Given a function $f \colon \mathbb{R^n} \to E$, where $E$ is a locally convex Hausdorff TVS, we say that $f$ is differentiable at $x \in \mathbb{R^n}$ if there exists some $Df(x) \in \mathcal{L}(\mathbb R ^n, E)$ such that $$ f(x+h) = f(x) + Df(x)h + o(|h|). $$ Here $g = o(|h|)$ if $\lim_{h\to0} \frac{g(h)}{|h|} = 0$ as a limit in $E$.

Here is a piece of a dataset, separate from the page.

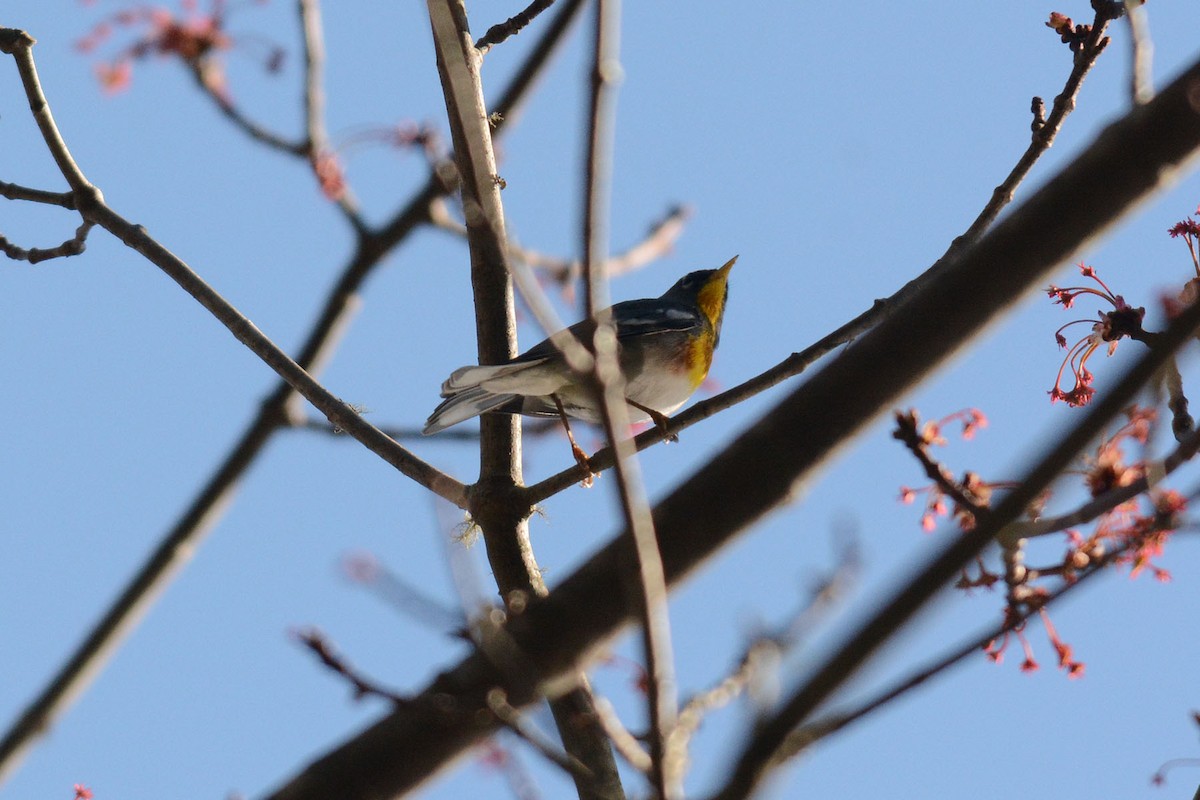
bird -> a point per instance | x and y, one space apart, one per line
665 348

Given such a function, we have for all $\psi \in E'$ that $$ \psi \circ f(x+h) = \psi \circ f(x) + \psi \circ Df(x)h + o(|h|). $$ (Note the slight abuse of little-o notation; the first one is $E$-valued while the second is $\mathbb{R}$-valued.) Since $\psi \circ Df(x) \in \mathcal{L}(\mathbb R ^n,\mathbb R)$, this means $\psi \circ f$ is differentiable in the classical sense.
Question 1: Does the reverse hold, i.e. if $\psi \circ f$ is diffentiable at $x$ for all $\psi \in E'$, is $f$ itself then differentiable at $x$? NO, see a nice counterexample given here.
Question 2: What if we look at differentiablility on an open $U$ instead of one point $x$?